Selective Nonoperative Management of Blunt Splenic Injury: An Eastern Association for the Surgery of Trauma Practice Management Guideline

Document Type

Article

Publication Date

11-2012

Abstract

Abstract

BACKGROUND:

During the last century, the management of blunt force trauma to the spleen has changed from observation and expectant management in the early part of the 1900s to mainly operative intervention, to the current practice of selective operative and nonoperative management. These issues were first addressed by the Eastern Association for the Surgery of Trauma (EAST) in the Practice Management Guidelines for Non-operative Management of Blunt Injury to the Liver and Spleen published online in 2003. Since that time, a large volume of literature on these topics has been published requiring a reevaluation of the current EAST guideline.

METHODS:

The National Library of Medicine and the National Institute of Health MEDLINE database was searched using Pub Med (www.pubmed.gov). The search was designed to identify English-language citations published after 1996 (the last year included in the previous guideline) using the keywords splenic injury and blunt abdominal trauma.

RESULTS:

One hundred seventy-six articles were reviewed, of which 125 were used to create the current practice management guideline for the selective nonoperative management of blunt splenic injury.

CONCLUSION:

There has been a plethora of literature regarding nonoperative management of blunt splenic injuries published since the original EAST practice management guideline was written.

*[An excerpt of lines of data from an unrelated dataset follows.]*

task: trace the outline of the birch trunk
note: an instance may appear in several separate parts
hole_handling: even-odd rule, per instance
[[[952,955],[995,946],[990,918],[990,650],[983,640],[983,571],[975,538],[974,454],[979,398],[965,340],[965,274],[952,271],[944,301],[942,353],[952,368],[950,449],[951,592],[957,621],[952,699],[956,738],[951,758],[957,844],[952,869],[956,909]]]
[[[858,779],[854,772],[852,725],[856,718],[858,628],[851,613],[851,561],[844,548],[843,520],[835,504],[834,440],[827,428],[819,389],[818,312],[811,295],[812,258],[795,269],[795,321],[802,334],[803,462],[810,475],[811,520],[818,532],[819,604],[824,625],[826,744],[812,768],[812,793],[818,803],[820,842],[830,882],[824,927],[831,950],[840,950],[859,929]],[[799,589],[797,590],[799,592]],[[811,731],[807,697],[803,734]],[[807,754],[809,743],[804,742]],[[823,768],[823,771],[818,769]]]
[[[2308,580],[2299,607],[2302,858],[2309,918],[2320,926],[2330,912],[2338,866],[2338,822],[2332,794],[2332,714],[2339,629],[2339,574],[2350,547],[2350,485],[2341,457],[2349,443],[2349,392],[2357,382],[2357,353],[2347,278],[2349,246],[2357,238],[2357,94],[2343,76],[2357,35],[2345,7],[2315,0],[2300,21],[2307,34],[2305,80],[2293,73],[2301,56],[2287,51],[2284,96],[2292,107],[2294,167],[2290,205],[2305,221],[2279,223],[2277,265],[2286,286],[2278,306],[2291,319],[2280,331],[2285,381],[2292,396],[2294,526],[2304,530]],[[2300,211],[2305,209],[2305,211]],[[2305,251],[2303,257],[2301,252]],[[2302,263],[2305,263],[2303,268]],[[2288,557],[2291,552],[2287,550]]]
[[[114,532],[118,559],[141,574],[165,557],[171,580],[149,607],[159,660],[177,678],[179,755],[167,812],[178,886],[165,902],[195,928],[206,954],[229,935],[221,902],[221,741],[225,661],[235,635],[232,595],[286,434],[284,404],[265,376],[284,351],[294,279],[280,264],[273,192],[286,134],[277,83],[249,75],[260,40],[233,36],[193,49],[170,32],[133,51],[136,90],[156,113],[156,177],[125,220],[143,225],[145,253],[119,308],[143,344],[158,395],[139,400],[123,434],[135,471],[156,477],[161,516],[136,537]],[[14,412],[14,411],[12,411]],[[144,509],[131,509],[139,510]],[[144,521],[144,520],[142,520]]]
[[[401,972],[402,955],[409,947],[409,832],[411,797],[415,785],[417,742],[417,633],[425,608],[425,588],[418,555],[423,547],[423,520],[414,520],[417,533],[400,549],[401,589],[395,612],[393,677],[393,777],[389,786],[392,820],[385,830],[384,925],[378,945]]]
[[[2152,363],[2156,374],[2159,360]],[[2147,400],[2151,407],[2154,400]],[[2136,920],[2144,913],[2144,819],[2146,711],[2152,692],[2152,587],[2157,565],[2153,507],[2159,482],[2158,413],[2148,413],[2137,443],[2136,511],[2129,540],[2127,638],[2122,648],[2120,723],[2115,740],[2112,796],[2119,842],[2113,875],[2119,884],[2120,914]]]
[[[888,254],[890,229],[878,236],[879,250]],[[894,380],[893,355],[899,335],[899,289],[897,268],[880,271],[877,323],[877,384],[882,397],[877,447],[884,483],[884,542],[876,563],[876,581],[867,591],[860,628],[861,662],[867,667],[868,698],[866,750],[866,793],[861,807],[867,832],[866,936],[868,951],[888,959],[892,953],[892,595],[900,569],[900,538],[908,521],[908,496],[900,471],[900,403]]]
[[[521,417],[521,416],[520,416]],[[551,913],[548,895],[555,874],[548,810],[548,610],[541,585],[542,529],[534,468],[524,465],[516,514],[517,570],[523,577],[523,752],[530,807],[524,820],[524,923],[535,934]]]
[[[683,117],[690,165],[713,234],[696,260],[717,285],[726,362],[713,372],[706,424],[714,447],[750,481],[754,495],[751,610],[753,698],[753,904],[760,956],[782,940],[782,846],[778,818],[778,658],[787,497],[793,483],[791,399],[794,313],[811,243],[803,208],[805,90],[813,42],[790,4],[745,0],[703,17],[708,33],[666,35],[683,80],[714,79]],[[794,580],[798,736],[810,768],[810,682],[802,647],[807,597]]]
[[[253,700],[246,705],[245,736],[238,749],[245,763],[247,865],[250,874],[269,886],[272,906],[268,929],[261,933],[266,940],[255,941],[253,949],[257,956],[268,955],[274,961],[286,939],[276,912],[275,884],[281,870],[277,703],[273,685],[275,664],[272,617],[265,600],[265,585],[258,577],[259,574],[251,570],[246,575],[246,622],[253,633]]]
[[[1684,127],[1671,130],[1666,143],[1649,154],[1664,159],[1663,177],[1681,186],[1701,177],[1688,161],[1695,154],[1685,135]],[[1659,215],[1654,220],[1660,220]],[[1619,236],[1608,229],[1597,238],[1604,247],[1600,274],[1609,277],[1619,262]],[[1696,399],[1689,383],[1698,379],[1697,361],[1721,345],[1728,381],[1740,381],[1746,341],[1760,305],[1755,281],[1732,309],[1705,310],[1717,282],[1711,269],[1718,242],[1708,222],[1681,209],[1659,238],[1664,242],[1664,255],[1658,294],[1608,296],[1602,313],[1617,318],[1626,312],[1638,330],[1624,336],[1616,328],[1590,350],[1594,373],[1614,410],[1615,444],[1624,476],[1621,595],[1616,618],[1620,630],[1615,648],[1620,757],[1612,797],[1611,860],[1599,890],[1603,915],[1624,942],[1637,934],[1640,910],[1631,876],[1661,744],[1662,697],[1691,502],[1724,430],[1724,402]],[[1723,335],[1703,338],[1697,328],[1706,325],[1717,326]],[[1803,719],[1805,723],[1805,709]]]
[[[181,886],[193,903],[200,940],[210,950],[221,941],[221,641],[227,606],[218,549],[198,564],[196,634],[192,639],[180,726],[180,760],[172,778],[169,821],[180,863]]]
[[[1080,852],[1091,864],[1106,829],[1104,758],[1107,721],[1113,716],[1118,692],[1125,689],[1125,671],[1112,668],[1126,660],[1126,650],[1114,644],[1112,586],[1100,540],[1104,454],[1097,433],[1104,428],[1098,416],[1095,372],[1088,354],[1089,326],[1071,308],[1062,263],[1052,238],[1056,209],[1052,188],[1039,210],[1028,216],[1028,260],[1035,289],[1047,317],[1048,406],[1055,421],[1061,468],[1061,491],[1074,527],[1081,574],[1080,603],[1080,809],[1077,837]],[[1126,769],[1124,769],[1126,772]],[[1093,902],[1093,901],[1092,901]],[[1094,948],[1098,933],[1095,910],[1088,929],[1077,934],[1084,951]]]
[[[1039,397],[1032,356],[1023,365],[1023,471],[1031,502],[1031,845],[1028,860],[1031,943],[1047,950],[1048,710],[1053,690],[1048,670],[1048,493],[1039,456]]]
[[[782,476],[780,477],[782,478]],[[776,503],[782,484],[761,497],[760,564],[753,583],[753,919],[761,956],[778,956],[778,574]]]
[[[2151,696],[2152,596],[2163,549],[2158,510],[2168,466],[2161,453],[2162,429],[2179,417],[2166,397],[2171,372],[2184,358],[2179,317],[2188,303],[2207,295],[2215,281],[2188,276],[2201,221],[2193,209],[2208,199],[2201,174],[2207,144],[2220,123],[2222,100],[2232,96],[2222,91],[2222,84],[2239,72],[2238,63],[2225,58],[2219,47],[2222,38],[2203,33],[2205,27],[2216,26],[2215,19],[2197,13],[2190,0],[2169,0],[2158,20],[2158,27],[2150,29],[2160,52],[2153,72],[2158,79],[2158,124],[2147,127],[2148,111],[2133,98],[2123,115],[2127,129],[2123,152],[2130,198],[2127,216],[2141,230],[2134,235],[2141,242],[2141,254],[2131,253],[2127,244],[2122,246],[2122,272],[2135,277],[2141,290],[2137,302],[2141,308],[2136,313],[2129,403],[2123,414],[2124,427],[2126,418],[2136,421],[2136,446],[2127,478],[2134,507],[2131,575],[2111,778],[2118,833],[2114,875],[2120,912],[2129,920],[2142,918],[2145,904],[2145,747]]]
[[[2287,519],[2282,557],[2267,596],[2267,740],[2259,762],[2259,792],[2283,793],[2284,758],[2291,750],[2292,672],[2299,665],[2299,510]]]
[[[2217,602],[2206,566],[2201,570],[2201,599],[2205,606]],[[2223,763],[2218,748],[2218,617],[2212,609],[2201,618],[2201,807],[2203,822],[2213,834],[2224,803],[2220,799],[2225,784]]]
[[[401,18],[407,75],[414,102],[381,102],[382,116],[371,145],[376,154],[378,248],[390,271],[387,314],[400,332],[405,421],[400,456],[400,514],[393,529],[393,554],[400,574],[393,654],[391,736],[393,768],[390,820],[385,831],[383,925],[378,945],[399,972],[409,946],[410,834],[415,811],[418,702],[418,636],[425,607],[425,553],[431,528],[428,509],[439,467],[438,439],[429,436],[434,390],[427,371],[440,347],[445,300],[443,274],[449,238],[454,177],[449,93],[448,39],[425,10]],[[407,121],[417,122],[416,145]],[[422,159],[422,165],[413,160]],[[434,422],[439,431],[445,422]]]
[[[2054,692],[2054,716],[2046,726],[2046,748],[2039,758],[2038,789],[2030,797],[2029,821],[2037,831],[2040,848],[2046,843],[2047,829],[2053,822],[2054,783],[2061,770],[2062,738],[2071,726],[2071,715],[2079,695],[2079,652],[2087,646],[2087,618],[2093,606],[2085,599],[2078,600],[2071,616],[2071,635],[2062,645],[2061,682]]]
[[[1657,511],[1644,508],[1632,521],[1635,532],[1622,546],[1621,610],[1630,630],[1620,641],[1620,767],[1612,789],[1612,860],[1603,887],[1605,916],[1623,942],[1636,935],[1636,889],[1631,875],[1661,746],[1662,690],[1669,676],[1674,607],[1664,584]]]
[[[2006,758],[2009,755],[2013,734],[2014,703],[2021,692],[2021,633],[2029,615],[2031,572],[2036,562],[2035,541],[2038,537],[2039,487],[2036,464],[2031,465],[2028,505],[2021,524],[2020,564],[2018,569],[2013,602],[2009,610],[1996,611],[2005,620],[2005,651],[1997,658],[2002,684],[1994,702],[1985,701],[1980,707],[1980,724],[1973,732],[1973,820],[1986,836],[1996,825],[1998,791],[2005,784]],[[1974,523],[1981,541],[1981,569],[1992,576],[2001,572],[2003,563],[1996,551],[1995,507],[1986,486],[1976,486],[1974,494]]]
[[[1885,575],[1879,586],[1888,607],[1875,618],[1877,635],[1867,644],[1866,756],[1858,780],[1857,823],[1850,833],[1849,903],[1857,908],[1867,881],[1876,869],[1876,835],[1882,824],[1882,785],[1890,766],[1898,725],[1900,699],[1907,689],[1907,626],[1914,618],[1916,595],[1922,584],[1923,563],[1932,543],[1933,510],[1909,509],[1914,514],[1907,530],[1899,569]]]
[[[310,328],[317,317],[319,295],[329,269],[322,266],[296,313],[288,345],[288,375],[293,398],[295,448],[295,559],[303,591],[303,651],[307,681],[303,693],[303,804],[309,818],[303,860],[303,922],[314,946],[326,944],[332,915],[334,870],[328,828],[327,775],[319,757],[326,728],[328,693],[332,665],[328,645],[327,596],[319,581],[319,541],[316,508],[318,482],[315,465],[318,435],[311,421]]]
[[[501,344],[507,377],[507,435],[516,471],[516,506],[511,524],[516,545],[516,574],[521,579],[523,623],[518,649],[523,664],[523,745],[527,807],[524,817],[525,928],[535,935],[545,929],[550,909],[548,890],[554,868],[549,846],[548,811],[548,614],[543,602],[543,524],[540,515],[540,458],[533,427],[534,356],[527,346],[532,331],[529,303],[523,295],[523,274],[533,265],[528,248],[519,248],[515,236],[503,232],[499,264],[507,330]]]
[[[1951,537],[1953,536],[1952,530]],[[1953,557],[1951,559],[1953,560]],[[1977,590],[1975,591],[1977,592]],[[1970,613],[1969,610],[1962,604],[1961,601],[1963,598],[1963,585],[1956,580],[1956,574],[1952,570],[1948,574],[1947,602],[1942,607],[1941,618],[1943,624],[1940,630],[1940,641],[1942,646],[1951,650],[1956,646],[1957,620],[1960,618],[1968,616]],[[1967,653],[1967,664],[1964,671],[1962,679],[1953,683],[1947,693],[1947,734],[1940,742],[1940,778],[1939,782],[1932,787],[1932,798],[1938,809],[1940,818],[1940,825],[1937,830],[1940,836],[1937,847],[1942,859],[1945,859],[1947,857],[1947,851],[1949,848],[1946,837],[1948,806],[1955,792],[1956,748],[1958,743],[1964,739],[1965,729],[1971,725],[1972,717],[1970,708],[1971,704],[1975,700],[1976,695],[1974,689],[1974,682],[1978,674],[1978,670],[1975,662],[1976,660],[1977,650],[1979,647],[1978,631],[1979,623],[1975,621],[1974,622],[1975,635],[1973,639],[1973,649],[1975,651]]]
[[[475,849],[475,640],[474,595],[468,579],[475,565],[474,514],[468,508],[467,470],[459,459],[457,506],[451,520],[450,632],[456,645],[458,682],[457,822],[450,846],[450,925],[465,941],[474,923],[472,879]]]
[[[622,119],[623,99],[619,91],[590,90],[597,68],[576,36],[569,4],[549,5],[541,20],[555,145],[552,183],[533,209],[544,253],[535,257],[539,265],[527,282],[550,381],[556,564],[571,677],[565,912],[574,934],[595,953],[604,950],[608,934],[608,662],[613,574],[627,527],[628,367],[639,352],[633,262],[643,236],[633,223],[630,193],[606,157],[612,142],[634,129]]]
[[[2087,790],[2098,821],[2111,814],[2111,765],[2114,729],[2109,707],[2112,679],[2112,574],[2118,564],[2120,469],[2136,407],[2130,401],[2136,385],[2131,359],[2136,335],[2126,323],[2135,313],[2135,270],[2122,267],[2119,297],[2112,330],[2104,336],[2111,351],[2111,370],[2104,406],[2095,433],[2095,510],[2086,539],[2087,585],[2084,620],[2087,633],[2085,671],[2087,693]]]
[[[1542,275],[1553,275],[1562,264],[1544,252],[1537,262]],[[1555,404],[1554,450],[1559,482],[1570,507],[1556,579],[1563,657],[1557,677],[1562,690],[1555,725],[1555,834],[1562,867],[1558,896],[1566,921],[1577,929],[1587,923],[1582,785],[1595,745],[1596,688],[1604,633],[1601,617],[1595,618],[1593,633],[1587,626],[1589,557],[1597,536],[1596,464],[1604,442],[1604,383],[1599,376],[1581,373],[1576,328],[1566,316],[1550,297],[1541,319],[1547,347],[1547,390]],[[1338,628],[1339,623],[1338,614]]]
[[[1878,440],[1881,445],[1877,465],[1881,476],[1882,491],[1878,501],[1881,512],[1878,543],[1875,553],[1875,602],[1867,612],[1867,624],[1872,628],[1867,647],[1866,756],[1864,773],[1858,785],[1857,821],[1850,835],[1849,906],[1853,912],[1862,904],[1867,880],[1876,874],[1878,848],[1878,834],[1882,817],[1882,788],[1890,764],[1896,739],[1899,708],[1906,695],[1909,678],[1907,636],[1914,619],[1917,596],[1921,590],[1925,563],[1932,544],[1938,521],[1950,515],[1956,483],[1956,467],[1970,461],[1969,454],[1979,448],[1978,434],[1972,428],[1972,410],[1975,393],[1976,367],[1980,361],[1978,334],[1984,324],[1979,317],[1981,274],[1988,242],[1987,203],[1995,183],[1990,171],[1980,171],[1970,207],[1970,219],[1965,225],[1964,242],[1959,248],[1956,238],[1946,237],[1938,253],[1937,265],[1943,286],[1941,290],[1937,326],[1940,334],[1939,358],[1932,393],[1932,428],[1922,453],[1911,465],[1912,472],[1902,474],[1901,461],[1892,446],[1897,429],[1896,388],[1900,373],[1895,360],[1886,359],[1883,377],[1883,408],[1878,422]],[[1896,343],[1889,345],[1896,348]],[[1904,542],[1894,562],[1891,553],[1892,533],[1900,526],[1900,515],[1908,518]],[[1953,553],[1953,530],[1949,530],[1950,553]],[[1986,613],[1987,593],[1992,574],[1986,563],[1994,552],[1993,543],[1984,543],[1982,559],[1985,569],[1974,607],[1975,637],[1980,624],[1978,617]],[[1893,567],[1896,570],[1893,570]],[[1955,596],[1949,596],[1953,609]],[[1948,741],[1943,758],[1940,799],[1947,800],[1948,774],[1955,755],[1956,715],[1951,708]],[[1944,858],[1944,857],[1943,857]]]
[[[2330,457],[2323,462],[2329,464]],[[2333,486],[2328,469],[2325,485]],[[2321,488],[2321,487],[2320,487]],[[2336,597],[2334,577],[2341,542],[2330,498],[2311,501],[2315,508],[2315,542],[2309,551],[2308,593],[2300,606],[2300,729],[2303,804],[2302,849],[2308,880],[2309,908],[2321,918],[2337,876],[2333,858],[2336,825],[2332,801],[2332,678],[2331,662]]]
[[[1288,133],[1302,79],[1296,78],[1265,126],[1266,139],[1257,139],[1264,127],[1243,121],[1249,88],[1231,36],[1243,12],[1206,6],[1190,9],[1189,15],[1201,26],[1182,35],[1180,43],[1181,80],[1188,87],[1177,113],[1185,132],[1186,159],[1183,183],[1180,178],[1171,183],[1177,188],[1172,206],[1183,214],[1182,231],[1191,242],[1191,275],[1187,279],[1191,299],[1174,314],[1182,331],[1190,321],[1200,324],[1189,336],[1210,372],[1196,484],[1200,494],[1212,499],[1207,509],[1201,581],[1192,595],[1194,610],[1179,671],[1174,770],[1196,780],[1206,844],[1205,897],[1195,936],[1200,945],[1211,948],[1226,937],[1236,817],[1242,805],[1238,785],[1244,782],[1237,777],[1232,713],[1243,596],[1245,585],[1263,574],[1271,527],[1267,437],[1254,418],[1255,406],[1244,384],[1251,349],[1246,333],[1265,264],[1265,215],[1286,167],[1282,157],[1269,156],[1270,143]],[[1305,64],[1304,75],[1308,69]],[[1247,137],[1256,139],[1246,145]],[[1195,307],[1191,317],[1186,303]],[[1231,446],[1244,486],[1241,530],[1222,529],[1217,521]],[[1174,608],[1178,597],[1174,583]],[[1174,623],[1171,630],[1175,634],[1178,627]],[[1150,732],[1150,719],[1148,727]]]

Nonoperative management of blunt splenic injuries is now the treatment modality of choice in hemodynamically stable patients, irrespective of the grade of injury, patient age, or the presence of associated injuries. Its use is associated with a low overall morbidity and mortality when applied to an appropriate patient population. Nonoperative management of blunt splenic injuries should only be considered in an environment that provides capabilities for monitoring, serial clinical evaluations, and has an operating room available for urgent laparotomy. Patients presenting with hemodynamic instability and peritonitis still warrant emergent operative intervention. Intravenous contrast enhanced computed tomographic scan is the diagnostic modality of choice for evaluating blunt splenic injuries. Repeat imaging should be guided by a patient's clinical status. Adjunctive therapies like angiography with embolization are increasingly important adjuncts to nonoperative management of splenic injuries. Despite the explosion of literature on this topic, many questions regarding nonoperative management of blunt splenic injuries remain without conclusive answers in the literature.